An evil cult takes over the country, and they outlaw music. Hello? There are limits to the suspension of disbelief. Now if this had been on of L.E. Modesitt's Liedwahr novels, where music and song are the instruments of magic, it would make sense. But prohibiting music because it is not pious enough? That's the kind of total over-the-top blackpainting that makes people lay a fantasy book aside and not pick it back up. Elves and wizards are acceptable, but there are limits! Next you'll tell me that they won't let men go outdoors until their beard is long enough ... yeah, right!

***

Osama bin Laden has not struck me as a total idiot. Mad, possibly. Evil, in so far as a mere human can be that, credibly. But not a fool. Yet, now he is presumably being chased up one hill and down another like a sheep before the wolves, and don't tell me this whole thing should have come as a surprise to him. Bush Jr talks about enemies making mistakes. I wonder if it isn't something more.

You may have heard about archetypes. The stuff of legend and dreams, archetypes like the Hero and the Good Brother & the Bad Brother and the Old Wise Man, they crop up in myths around the world. C.G. Jung found them again in dreams of ordinary people. And good fantasy novels are full of them. They seem to have an attraction that does not fade with time and use.

I wonder - when people walk far enough down the path of evil, perhaps the archetypes take over and "possess" them. They come to a point of no return, where they find themselves compelled to act out the drama of Good vs Evil all over again. Do they see before it is too late, what side they are on? Do they see what is ahead of them, and are yet unable to stop it? Or are they blinded, like most of us are, to the machinations of the subconscious, until it is too late?

***

Let us imagine a parallel world, a neighbor in the multiverse, so close to our reality but still slightly out of synch. A world in which September 11, 2001 is just another day. Except that your cosmic twin wakes up from a nap with a brain filled with horrible images. Crashing planes, burning towers, shock and outrage. Your twin sits down and writes it all down. In the weeks that follow, new pieces of the story continue to drift over, and now it is a whole novel. We have come to what seems to be one of the last chapters: "The caves of Tora Bora".

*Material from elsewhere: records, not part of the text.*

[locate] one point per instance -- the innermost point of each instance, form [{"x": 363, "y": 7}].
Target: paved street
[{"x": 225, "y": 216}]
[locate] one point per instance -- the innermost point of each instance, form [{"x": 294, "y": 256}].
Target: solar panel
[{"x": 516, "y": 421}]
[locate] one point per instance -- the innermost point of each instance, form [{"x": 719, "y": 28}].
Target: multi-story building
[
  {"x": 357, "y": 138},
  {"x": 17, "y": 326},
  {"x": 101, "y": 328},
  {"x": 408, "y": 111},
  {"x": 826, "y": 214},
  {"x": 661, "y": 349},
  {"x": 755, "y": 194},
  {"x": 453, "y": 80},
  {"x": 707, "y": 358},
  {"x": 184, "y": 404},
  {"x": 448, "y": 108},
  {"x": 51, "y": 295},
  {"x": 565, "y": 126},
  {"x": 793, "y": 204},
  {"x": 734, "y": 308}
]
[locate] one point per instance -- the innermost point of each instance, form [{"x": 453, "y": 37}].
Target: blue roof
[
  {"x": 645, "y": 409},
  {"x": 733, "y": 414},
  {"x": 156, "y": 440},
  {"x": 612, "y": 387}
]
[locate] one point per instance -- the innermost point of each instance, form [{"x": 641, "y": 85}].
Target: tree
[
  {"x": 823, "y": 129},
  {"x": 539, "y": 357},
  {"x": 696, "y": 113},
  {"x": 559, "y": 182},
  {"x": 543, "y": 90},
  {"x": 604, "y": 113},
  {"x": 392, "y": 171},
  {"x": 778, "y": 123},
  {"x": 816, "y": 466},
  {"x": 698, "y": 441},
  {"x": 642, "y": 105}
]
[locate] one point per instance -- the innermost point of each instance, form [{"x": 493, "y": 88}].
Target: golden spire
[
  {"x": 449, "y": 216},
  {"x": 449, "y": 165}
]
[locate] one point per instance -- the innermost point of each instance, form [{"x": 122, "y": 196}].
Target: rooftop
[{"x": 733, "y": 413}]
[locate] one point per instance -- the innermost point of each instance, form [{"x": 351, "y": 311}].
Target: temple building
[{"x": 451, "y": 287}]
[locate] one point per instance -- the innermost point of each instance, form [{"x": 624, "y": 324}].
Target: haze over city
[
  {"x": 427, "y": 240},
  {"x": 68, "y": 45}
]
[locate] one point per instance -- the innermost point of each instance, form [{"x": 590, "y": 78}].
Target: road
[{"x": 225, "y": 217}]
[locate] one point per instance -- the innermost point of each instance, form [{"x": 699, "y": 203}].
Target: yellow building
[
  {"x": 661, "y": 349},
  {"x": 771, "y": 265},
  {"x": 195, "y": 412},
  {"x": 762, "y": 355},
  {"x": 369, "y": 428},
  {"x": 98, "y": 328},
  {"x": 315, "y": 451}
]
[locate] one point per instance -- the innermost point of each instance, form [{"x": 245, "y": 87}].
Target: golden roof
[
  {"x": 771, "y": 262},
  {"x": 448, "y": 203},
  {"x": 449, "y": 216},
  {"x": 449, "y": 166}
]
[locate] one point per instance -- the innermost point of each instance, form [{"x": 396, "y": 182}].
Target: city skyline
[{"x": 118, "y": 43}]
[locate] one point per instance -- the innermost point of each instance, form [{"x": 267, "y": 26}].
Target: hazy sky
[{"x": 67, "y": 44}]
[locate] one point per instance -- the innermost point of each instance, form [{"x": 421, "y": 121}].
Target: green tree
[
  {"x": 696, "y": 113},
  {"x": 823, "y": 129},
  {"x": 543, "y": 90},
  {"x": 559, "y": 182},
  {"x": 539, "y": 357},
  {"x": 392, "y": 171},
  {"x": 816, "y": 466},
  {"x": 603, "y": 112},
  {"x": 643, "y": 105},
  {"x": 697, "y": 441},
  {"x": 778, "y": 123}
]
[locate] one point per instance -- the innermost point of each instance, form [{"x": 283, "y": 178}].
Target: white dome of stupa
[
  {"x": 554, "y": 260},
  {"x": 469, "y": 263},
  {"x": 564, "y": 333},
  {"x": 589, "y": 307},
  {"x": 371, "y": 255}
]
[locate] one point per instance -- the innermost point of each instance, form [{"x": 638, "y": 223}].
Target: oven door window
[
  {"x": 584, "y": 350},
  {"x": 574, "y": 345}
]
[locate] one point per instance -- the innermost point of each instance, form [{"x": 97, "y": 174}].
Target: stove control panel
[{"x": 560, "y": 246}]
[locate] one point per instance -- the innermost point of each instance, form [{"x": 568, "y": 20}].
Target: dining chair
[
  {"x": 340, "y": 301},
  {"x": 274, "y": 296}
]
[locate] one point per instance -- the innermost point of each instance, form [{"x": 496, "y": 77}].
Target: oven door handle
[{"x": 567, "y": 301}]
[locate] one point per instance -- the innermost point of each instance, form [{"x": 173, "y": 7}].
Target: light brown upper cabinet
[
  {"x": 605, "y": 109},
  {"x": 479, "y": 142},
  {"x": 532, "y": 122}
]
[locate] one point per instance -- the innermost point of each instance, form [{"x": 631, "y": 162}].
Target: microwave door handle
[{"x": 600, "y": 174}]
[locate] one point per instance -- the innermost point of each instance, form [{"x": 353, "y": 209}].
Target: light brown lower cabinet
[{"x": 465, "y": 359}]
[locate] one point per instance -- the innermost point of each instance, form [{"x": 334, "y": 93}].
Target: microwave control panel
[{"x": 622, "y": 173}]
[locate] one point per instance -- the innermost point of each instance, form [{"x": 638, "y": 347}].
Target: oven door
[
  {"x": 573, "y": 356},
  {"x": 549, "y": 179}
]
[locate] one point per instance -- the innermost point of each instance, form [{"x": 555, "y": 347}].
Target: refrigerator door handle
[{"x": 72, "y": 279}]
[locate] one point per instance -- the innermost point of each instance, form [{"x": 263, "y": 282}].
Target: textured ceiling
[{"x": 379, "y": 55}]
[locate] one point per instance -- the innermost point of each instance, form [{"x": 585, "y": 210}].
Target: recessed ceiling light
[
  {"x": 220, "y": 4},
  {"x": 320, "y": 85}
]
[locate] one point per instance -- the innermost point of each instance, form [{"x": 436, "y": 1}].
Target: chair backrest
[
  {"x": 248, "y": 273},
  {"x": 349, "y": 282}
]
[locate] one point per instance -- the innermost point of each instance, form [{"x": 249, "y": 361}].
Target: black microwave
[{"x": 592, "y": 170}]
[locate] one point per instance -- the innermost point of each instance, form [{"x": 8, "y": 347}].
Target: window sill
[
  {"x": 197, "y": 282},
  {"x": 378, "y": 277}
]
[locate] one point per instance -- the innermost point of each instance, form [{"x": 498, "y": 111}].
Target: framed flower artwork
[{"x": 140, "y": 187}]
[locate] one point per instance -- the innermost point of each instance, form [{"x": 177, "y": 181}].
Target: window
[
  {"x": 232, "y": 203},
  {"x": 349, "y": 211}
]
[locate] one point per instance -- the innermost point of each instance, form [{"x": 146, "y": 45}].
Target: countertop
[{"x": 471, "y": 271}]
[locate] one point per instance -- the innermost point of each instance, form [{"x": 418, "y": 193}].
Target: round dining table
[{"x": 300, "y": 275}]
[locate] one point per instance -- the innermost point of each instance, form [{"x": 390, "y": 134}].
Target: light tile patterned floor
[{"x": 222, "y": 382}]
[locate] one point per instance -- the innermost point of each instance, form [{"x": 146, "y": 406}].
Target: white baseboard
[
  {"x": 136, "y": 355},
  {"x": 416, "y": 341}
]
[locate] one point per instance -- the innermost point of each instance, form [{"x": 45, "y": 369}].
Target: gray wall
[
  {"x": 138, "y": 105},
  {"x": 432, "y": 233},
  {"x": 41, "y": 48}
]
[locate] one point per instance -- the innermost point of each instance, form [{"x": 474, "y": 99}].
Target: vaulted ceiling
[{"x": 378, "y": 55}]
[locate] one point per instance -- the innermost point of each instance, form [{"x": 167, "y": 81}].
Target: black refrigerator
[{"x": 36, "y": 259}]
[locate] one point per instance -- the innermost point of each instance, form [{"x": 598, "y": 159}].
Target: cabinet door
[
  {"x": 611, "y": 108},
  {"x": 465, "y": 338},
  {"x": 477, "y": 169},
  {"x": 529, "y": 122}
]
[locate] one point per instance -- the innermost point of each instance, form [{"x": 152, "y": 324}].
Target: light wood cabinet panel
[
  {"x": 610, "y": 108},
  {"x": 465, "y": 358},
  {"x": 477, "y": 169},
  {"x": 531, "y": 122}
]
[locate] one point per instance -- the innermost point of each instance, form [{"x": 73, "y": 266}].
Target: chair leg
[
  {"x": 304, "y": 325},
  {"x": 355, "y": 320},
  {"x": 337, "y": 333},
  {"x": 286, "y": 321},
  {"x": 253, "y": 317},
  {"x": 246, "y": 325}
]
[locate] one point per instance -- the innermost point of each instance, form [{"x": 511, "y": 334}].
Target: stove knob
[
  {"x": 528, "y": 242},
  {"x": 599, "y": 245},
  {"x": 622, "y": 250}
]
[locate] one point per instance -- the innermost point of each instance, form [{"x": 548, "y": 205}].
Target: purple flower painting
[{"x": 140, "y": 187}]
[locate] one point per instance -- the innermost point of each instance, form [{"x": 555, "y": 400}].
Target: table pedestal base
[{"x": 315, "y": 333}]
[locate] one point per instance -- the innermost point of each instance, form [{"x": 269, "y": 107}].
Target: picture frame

Would it meet critical acclaim? "An epic story of the war between good and evil"? Or would it be put down as "unrealistic, filled with stereotypes and one-dimensional characters"? "The main weakness of this book is the lack of a realistic adversary. The evil mastermind lacks any credible motive; and the dark genius shown in the first part of the book is completely absent toward the end, where he foolishly lets his whole 'terror network' chase like sheep all over the place. This book could have been so much better if the author had not suddenly lost his inspiration three quarters through the story."

Well, who knows. Evil overlords may go down, but the unwritten rules say that they must always have a way out. Who know what dark trickery is still brewing ... in the caves of Tora Bora.